To rise above the berm of the media wall and reframe the policies the New York Times, Time magazine and all the alphabet TV networks mischaracterize for the benefit of the Democrats is fundamental, but a seemingly insurmountable task for the Stupid Party. While Democrats literally sell dependency and envy they are treated as serious, caring intellectuals, whereas the Republicans who peddle silly things like lower taxes and personal responsibility are treated in the media as imbecilic and of course that old standby pejorative mean-spirited.
Five years ago along comes a movement that came to be called the Tea Party. It is not nor was it ever a political party. It was movement that felt more at home in the Republican Party than with the Democrats. I was there when it started here in Minnesota. It was a call to return government, the Federal government back to it's constitutional mandates. It was not anything like what the major media came to portray it in the subsequent five years. Still, the tar and feathers stuck in the minds of the unwashed masses, therefore I doubt it will sustain. Not that the Republican Party - the establishment party - embraced it anyway. I feel it could have been a winning strategy had the party took it up and refused to let the left turn it into a code word for racist.
The establishment party known as the GOP is in deed if not word a "lite" version of the Democratic party. Both party's are responsible for the state the country is in. Both are tied lock, stock and barrel to the crony capitalism of the DC lobbying establishment for the benefit of corporations, foreign trade and, of course, above all else themselves. I have concluded a long ago that the Democrats are a lost cause for actual positive change, and believe them to be the Dangerous Party. The Stupid Party has a slim, microscopically thin chance of redemption. Will it happen? Not likely.
It seems a shame that right now we have a whole generation of young people raised on the bunk the liberals have been selling that are now stepping into the grown-up world with such dim prospects. They watched their own parents struggle to achieve or remain in the middle class and can't even see themselves with a life as good as that. They do all the right things, but find that only a few of them ever crawl out from under a mountain of college debt to find their own success - while their still young. There is no indication that things are going to get better for them anytime soon.
There is hope. I like what I hear from Rand Paul and a few other Republicans. In a recent speech he takes a shot at the notion that the Republicans should cede anything to the Democrats particularly when the they are failing their "constituents" so miserably...
Paul suggested that Republicans should decide if they are going to “go bold” on fiscal issues or become “Democrat light.”
“We need to talk about how when you borrow and spend money, you steal the value of the dollar.

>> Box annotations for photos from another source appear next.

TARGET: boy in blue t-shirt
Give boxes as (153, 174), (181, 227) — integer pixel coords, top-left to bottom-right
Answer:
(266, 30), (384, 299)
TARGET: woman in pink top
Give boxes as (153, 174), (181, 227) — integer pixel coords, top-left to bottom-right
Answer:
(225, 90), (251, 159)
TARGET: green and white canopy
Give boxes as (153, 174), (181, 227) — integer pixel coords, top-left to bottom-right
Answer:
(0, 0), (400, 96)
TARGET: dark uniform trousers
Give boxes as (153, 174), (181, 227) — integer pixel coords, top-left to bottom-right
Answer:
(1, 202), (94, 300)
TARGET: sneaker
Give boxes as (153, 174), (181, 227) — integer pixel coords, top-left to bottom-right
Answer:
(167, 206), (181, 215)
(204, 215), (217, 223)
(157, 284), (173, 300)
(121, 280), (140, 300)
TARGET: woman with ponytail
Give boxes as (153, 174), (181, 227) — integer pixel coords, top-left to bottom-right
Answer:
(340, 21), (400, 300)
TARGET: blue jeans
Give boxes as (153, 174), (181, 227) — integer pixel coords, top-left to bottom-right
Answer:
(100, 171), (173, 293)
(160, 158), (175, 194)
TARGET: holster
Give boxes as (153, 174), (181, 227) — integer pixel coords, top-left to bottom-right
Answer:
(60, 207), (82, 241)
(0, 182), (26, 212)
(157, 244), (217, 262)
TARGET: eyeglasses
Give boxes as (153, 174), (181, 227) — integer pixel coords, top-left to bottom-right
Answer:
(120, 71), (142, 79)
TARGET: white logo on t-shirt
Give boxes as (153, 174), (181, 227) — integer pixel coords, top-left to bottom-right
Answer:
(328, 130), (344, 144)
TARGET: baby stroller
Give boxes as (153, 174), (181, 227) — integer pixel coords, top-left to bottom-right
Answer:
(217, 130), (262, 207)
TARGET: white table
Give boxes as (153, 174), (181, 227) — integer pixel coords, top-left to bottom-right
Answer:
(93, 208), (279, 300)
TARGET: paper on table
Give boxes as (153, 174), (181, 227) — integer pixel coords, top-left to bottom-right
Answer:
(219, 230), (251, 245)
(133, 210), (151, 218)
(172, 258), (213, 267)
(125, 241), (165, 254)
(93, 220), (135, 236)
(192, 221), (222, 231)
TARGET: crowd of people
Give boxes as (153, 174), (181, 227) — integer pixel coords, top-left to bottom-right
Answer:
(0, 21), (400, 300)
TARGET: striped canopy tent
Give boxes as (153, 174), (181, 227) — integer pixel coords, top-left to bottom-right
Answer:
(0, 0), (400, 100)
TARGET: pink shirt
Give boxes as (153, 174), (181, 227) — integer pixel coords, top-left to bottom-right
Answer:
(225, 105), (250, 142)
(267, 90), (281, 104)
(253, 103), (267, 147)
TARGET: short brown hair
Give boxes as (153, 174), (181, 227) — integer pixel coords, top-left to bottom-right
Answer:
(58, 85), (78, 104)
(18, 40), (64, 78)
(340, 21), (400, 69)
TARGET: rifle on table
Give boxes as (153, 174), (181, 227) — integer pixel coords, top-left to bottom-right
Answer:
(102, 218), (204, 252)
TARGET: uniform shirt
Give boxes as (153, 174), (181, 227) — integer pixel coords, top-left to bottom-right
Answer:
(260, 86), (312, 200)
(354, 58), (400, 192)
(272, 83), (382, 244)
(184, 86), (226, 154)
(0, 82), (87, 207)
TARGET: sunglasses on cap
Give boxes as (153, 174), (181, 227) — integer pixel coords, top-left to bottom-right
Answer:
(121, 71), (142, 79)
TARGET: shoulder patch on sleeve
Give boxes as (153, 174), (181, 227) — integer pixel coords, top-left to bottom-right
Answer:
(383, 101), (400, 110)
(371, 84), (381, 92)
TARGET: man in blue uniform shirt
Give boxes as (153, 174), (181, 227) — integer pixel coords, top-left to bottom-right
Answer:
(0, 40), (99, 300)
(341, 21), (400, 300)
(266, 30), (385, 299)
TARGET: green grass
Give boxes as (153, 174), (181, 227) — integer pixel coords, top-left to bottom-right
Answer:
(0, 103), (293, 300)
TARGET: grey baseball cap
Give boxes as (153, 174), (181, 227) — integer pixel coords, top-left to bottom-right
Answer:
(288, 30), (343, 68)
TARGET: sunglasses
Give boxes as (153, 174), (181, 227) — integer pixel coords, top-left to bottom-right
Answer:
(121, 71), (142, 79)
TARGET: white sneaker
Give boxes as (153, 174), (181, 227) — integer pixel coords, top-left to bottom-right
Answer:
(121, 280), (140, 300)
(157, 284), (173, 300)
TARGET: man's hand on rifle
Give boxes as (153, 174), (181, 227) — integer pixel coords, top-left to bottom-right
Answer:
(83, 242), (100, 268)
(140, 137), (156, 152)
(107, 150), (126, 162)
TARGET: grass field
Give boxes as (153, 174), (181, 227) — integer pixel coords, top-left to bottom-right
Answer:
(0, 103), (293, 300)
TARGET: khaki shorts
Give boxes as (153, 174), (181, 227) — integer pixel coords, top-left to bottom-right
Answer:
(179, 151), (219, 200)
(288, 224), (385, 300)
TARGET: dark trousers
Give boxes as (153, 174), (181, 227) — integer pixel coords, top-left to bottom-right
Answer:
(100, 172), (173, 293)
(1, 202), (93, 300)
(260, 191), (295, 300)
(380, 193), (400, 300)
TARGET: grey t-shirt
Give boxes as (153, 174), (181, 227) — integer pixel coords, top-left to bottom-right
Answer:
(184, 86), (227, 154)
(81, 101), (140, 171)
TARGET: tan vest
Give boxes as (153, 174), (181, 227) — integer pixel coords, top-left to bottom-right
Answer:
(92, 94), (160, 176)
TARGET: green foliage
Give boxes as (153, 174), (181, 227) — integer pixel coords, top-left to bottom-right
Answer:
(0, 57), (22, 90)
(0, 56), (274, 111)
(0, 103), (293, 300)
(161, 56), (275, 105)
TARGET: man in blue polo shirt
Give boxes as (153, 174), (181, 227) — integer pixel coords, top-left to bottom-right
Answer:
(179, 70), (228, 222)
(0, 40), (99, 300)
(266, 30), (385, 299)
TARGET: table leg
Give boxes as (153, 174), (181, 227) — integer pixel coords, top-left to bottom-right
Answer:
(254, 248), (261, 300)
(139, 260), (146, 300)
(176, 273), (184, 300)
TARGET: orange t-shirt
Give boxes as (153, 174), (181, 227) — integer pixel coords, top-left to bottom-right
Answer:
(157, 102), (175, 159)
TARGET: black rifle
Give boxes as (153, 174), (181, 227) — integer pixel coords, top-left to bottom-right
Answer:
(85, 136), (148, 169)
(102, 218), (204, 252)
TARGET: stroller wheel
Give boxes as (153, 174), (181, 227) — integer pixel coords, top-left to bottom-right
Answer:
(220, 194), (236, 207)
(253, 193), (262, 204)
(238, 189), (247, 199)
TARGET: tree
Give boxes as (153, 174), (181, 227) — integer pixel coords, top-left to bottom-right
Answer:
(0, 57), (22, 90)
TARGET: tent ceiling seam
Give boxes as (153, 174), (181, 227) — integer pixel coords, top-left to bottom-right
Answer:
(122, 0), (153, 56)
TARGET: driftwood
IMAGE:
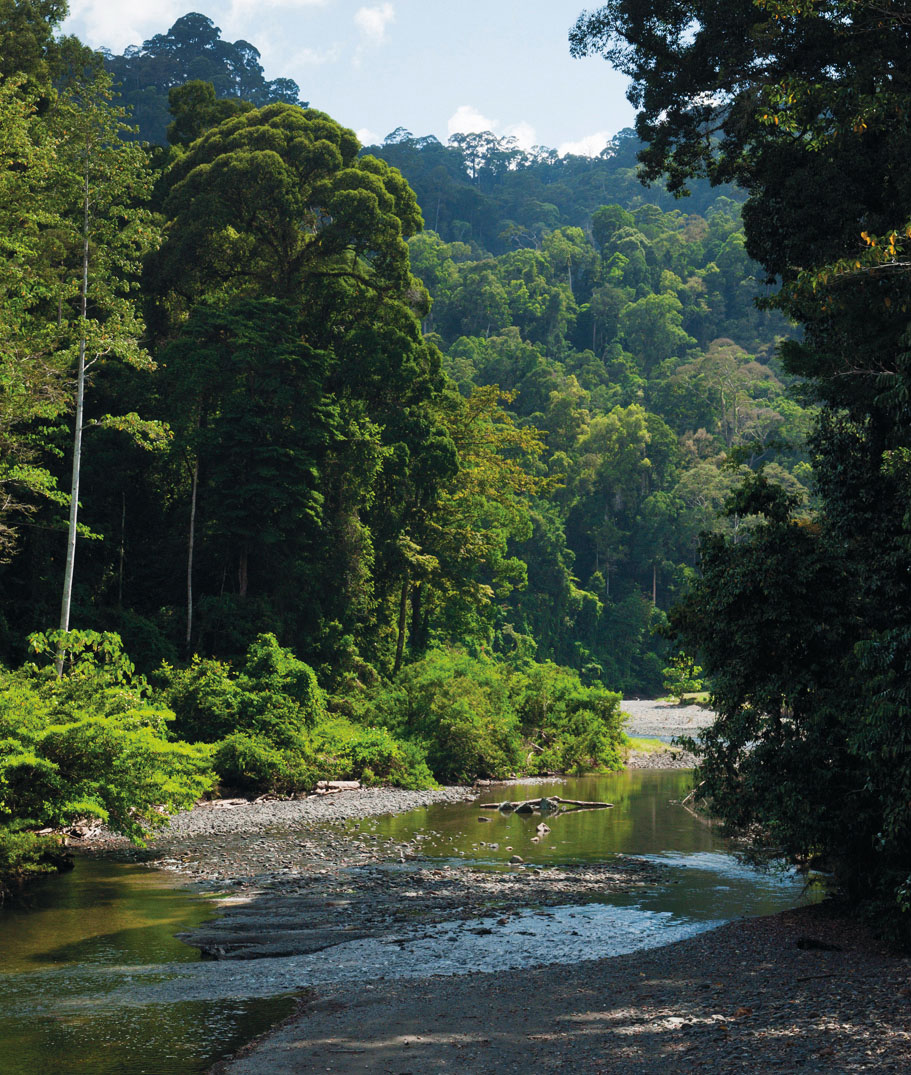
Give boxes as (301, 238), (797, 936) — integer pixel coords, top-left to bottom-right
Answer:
(480, 796), (613, 814)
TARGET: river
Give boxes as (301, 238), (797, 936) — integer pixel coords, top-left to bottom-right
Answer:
(0, 771), (817, 1075)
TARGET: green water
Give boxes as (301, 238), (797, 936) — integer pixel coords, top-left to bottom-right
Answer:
(361, 770), (822, 921)
(0, 771), (819, 1075)
(0, 859), (294, 1075)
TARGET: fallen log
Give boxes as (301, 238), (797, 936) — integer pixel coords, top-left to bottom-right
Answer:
(479, 796), (613, 814)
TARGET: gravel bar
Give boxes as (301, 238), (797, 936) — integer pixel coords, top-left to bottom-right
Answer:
(213, 905), (911, 1075)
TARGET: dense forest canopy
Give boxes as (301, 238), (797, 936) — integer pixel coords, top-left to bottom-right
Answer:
(572, 0), (911, 940)
(10, 0), (881, 915)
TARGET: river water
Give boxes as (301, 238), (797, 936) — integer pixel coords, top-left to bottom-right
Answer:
(0, 771), (816, 1075)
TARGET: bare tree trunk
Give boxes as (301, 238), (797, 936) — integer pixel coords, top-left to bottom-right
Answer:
(57, 161), (88, 676)
(185, 456), (199, 658)
(117, 492), (127, 608)
(393, 569), (411, 676)
(238, 543), (250, 598)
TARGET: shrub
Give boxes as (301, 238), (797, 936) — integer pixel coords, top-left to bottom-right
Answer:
(0, 631), (213, 878)
(514, 661), (623, 773)
(313, 717), (436, 789)
(214, 732), (317, 794)
(159, 634), (326, 749)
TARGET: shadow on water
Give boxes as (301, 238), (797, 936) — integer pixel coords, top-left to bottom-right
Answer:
(0, 859), (294, 1075)
(0, 771), (811, 1075)
(361, 770), (821, 921)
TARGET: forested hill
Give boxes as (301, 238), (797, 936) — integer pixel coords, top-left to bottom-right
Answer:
(0, 14), (809, 692)
(365, 128), (742, 254)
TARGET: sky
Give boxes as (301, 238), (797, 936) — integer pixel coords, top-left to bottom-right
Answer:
(62, 0), (634, 154)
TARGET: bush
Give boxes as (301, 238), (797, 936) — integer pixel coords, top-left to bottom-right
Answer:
(514, 661), (623, 773)
(158, 634), (326, 749)
(0, 631), (213, 854)
(214, 732), (317, 794)
(0, 826), (62, 903)
(355, 649), (623, 782)
(313, 717), (436, 789)
(374, 649), (522, 783)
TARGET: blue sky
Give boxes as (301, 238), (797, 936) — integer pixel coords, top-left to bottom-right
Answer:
(63, 0), (634, 153)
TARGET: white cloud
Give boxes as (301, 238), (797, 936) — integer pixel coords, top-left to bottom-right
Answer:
(446, 104), (500, 135)
(282, 46), (341, 68)
(503, 120), (538, 149)
(354, 3), (396, 45)
(62, 0), (329, 53)
(446, 104), (538, 149)
(557, 131), (613, 157)
(62, 0), (186, 53)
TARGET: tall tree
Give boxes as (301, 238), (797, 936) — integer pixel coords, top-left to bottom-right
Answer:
(572, 0), (911, 938)
(52, 75), (156, 631)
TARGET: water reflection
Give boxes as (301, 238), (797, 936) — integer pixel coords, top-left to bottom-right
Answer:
(362, 770), (821, 921)
(0, 860), (293, 1075)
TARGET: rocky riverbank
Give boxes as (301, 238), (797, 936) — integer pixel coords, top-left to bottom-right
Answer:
(215, 905), (911, 1075)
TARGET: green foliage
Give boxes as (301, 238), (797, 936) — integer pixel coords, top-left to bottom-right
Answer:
(375, 650), (522, 784)
(661, 654), (703, 702)
(358, 649), (622, 783)
(313, 717), (436, 789)
(104, 12), (300, 145)
(0, 632), (212, 842)
(513, 661), (623, 773)
(212, 732), (317, 794)
(158, 634), (325, 748)
(0, 825), (61, 904)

Who does it hurt? Not the wealthy. It hurts the working class,” Paul said at the event, hosted by political commentator Erick Erickson.
“These are issues that we shouldn’t give up and say, ‘oh, issues of poverty, Democrats care more.’ Not only do they not care more, their policies don’t work and aren’t working so we shouldn’t give them the high moral ground,” Paul added.
Paul recalled a letter that he wrote to President Obama when sequestration started to take effect.
“Why don’t we look for the $100 billion that is missing – we don’t know where $100 billion is. It was spent, but every year within a $3.8 trillion budget there’s $100 billion not accounted for, a little more than $100 billion,” Paul said he wrote in the letter. “Why don’t we look for it?”
One hundred billion dollars lost every year. Lost? That's larger than the annual budgets of 48 states. It's just pocket change to the Federal government, apparently it's not even worth looking in the Federal couch cushions. Let's say $20 billion is the military's famous "black budget" that's still $80 billion lost. It boggles the mind. I'm getting sidetracked...There is hope, right? Can the Republican party finally stand up proudly, re-frame itself and articulate a message in a way that those aligned against them in the major media can't easily nullify? Can anyone on the center/right crush the notion that government dependency is the hope and change we need. That's what the other guys are selling and America is lapping it up. How sad.